North American Porcupine | EcoTarium

North American Porcupine

Erethizon dorsatum

At the EcoTarium

The EcoTarium is home to one North American Porcupine, named Sergeant Pepper. He was likely raised in captivity and came to the EcoTarium from Southwick's Zoo. He was born in 2002 and arrived at the EcoTarium in June 2006. You can find him in the Animal Corner building on the museum’s Lower Courtyard.

About North American Porcupines

Porcupines are the second largest rodent in North America. They are found in the forests of Canada, Northern Mexico, and North and West United States. They are nocturnal and have poor vision but good hearing and smell, and they are very good climbers. Porcupines are herbivores, and their diet consists of bark, leaves, fruits, and some nuts.

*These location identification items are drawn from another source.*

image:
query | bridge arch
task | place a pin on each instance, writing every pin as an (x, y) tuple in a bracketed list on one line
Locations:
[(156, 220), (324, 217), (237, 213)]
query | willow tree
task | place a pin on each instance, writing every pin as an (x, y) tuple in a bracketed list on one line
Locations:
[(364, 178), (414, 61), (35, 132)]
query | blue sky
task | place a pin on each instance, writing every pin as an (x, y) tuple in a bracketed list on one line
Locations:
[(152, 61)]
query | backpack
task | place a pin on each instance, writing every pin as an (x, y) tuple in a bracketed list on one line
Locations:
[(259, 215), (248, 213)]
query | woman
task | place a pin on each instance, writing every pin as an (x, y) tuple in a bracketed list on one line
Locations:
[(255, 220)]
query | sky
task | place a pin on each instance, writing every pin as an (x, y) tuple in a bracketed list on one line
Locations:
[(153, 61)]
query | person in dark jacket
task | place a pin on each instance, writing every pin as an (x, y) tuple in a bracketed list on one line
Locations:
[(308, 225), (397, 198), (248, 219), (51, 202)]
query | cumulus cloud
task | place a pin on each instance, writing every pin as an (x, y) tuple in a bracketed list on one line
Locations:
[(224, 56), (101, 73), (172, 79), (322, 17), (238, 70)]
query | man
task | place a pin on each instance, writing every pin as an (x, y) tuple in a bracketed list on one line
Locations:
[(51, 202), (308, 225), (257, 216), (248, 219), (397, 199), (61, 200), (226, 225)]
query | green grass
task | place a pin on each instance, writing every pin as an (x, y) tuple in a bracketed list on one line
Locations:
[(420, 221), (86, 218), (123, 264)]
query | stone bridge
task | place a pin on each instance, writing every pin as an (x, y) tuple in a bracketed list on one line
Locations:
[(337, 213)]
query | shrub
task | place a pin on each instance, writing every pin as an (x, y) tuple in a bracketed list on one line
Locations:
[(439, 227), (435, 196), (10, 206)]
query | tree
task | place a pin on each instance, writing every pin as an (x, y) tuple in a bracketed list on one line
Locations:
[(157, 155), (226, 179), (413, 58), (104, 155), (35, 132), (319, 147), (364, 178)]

Porcupines have large, ever-growing incisors and 30,000 hollow, sharp quills. Despite popular belief, porcupines do not shoot their quills. They are loosely attached and detach easily. When threatened, the porcupine will turn its back, chatter its teeth, and contracts muscles in the back that cause the quills to rise. The quills will be released into the predator if it comes in contact. The porcupine also has antibiotics in its skin so that he does not get an infection when he gets stuck by his own quills, which often happens when he falls out of a tree. The quills, specifically on the tail, also help the porcupine climb trees.

Their lifespan in the wild is about 10 years. They do not have many predators, but sometimes lynx, fishers, and mountain lions will prey on them.